Toutefois, les effets concrets de ce label sur la compétitivité des entreprises du secteur restent encore mitigés. D'abord parce que ce label reste encore peu connu au niveau international et qu'il est difficile pour les donneurs d'ordre d'évaluer sa pertinence face à des labels et certifications internationales de référence tels que l'ISO. Et ensuite, parce que l'adoption de ce label au niveau national reste encore insuffisante: sur 1.600 entreprises que comptent le secteur, seules 26 sont en effet labellisées (selon les derniers chiffres de 2013).

La plupart des entreprises du secteur textile-habillement marocain restent donc désorientées face à cette tendance, qui tend à devenir une réalité, et ne savent pas comment la gérer. Elles vivent la même situation que celles qu'ont vécu les entreprises du secteur textile-habillement danois à partir des années 70 et qui a été décrite par Sondergard et al. dans un article en date de 2001.

Dans ce pays qui est aujourd'hui l'un des plus avancés en matière environnementale, les entreprises ont en effet été confrontées du jour au lendemain à un durcissement de la politique environnementale nationale qui s'est déclinée en quatre étapes principales.
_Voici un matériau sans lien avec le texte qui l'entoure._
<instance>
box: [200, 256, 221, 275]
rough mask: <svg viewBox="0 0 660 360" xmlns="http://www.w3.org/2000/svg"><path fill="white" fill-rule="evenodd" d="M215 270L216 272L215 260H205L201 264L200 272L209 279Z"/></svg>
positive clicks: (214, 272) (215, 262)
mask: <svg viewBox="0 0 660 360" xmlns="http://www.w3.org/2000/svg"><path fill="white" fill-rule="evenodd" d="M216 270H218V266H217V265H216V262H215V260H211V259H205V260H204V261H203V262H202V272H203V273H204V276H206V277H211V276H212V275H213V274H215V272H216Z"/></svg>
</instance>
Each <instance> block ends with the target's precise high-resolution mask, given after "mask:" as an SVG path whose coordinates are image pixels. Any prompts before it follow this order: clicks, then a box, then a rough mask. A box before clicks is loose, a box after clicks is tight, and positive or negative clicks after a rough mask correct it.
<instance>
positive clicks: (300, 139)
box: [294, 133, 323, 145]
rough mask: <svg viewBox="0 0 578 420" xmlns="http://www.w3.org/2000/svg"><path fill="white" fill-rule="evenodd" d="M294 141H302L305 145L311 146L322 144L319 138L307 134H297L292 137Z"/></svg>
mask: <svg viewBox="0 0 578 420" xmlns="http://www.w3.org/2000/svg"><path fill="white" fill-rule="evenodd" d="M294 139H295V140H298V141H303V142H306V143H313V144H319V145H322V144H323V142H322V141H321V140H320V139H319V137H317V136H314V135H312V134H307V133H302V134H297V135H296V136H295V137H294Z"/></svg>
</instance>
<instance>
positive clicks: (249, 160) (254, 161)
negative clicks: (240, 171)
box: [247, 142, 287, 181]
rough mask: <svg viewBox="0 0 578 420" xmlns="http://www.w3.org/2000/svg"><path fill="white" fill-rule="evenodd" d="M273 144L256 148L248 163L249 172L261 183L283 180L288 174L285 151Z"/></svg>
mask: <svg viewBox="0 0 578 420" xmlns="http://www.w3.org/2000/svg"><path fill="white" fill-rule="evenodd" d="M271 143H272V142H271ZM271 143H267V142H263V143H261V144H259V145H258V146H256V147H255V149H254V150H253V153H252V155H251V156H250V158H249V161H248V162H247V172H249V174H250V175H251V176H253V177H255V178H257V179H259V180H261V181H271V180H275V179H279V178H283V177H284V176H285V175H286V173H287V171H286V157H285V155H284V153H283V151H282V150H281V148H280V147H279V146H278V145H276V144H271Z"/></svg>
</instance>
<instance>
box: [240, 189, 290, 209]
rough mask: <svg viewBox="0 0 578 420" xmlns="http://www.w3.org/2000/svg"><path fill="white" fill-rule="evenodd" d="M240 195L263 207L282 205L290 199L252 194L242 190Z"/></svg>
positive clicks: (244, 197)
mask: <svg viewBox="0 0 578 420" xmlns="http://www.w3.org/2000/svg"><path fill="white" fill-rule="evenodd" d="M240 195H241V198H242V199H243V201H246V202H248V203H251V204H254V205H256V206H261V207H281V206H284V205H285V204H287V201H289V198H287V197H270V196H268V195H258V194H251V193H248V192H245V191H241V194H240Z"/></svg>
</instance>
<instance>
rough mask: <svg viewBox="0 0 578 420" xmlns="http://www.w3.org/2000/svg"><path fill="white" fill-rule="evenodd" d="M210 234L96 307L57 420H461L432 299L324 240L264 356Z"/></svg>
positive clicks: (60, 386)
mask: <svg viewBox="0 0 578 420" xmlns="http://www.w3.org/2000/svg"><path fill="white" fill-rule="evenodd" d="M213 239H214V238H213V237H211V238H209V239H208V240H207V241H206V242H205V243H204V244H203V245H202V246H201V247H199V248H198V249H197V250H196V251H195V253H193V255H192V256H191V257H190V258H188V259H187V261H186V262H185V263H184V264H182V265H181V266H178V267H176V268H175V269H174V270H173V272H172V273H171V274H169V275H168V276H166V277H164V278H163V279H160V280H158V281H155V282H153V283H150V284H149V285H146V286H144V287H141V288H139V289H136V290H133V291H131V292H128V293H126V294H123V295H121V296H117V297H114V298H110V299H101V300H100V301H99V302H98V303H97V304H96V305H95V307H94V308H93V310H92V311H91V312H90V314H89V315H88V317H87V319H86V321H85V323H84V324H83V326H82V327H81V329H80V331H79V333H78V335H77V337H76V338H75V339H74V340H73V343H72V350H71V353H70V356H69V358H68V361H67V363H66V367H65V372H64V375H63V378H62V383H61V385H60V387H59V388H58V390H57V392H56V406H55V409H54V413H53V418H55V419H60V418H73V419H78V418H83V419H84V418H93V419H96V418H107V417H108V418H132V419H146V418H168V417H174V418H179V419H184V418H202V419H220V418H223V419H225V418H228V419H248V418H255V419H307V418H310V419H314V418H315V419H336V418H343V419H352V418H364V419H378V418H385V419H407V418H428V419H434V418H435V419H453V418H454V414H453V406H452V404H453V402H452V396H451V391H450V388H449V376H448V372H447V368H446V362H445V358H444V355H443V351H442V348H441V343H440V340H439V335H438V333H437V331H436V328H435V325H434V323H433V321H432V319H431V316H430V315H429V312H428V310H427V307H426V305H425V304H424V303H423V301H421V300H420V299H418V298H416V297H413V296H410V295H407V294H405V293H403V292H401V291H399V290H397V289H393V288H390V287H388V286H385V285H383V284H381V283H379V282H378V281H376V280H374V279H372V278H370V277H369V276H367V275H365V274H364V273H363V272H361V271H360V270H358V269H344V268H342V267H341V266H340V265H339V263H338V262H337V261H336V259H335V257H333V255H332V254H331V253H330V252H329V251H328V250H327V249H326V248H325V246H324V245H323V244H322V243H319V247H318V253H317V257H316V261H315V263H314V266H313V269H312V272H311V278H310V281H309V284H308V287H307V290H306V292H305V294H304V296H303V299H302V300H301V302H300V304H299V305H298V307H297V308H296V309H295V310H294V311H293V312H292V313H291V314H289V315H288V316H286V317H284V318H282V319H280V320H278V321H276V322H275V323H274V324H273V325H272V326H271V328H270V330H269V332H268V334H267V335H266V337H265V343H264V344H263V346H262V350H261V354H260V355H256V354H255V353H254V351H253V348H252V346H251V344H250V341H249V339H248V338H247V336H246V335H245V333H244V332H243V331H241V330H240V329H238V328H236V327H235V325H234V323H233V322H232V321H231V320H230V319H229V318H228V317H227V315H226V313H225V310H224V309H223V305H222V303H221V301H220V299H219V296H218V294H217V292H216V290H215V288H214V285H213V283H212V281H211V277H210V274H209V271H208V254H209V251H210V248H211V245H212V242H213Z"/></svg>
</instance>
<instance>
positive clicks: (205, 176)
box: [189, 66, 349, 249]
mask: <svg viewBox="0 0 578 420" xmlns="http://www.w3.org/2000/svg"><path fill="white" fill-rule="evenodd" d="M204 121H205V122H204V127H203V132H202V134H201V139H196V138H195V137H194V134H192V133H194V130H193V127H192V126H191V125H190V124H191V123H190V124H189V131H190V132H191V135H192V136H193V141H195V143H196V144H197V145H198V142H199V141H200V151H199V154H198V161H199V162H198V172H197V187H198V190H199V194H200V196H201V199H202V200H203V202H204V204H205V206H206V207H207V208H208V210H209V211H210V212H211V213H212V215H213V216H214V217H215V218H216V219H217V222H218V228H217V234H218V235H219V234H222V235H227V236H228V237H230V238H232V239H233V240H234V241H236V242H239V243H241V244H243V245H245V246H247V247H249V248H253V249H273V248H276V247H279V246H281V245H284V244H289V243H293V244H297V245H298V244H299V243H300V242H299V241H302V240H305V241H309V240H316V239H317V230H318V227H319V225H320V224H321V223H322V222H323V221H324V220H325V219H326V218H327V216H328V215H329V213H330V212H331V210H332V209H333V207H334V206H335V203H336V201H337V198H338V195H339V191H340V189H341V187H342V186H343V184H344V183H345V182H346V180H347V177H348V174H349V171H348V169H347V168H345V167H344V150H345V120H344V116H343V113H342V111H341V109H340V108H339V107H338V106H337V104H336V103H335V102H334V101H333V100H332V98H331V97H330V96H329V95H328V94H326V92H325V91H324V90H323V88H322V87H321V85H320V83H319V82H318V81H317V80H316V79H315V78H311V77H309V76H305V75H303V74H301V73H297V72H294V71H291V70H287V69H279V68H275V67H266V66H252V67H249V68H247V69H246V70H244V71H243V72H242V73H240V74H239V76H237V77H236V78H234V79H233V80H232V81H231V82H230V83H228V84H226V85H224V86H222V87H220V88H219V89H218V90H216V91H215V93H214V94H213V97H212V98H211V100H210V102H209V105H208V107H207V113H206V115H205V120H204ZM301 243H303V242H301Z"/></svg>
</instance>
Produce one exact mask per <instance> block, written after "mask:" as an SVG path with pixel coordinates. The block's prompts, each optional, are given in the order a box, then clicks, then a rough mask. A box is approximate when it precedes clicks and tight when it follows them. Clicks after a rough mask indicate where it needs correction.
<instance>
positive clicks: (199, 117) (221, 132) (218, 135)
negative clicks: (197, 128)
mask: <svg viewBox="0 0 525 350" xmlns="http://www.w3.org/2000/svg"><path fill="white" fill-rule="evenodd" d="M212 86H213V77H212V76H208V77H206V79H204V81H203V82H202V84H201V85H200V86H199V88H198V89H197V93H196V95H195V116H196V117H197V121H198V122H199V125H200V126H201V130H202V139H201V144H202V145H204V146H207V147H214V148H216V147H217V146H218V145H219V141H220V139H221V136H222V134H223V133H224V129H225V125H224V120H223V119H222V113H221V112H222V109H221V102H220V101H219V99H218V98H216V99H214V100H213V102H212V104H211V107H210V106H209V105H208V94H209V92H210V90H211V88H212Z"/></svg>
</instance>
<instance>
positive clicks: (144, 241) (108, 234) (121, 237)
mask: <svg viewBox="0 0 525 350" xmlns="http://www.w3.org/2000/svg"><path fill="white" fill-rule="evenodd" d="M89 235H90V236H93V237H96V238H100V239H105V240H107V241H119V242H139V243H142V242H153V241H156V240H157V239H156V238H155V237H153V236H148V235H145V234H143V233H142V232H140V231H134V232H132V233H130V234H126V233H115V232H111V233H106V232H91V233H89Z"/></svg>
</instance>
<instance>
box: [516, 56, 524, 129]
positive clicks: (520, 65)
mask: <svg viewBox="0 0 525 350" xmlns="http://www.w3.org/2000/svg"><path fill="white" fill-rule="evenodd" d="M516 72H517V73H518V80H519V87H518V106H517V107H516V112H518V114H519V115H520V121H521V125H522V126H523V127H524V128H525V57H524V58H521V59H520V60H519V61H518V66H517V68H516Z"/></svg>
Au niveau de la première étape, qui a consisté dans la mise en place de règles strictes sur la pollution et de permis, très peu d'acteurs ont suivi le mouvement car pour la majorité des entreprises, le respect de l'environnement était analysé comme un coût considérable.

La deuxième qui a démarré dans les années 90 a consisté à mettre en place des technologies propres afin de combiner les réductions de coûts et les gains environnementaux. Dans cette phase, si les entreprises ont été réceptives aux bénéfices éventuels, elles ont été néanmoins freinées par la difficulté d'appropriation des technologies et par le manque de formation du personnel à leur manipulation.

La troisième étape privilégiée par le gouvernement dès les années 95 a consisté à désigner une liste de cabinets de conseil spécialisés pour assister les entreprises dans la mise en place de systèmes de management environnemental (SME). Ce système a permis aux entreprises qui l'ont adopté de progresser. Malheureusement, elles ont été minoritaires en raison du coût exorbitant des cabinets de conseil. La plupart des entreprises ont donc renoncé à cette option.

C'est certainement la quatrième étape, mise en place pendant les années 97, qui a réellement changé la donne. Le lancement d'un achat public vert, et donc la création d'un véritable marché écologique national, a incité la plupart des entreprises à sauter le pas. Bien entendu, les entreprises qui avaient suivi les différents processus ont réussi à tirer leur épingle du jeu et à devenir des leaders. Mais pour les autres, et c'est là que réside l'exemple à imiter pour le Maroc, la naissance du marché vert a été l'élément déclencheur de la transformation environnementale des entreprises.

Mais attention et ne nous y trompons pas. Si le gouvernement marocain mettait en place un achat public vert dès demain, la question ne serait pas résolue pour autant. Il faudrait encore, et l'exemple danois l'a montré, que le dispositif technologique, financier et bien entendu l'accompagnement soient en place. Cela signifierait donc que le personnel puisse être formé, que des ingénieurs puissent sortir des écoles avec les compétences nécessaires. Et bien entendu que les moyens financiers soient mis en place pour permettre aux entreprises de s'adjoindre les services de cabinet de conseil et même au delà de prétendre à des labels et à des certifications internationales.

En conclusion, ce que nous pouvons retenir, c'est que devant la transformation à laquelle il prend une part active sur le plan international, le Maroc a l'obligation de lancer sa transformation nationale. Dans le cas des entreprises, cette transformation ne peut être assurée par une main invisible mais bien par une impulsion qui doit venir du haut. Ainsi, et comme le Danemark l'a démontré, le Maroc pourra prétendre à occuper une place de choix dans le marché écologique qui se dessine sous nos yeux.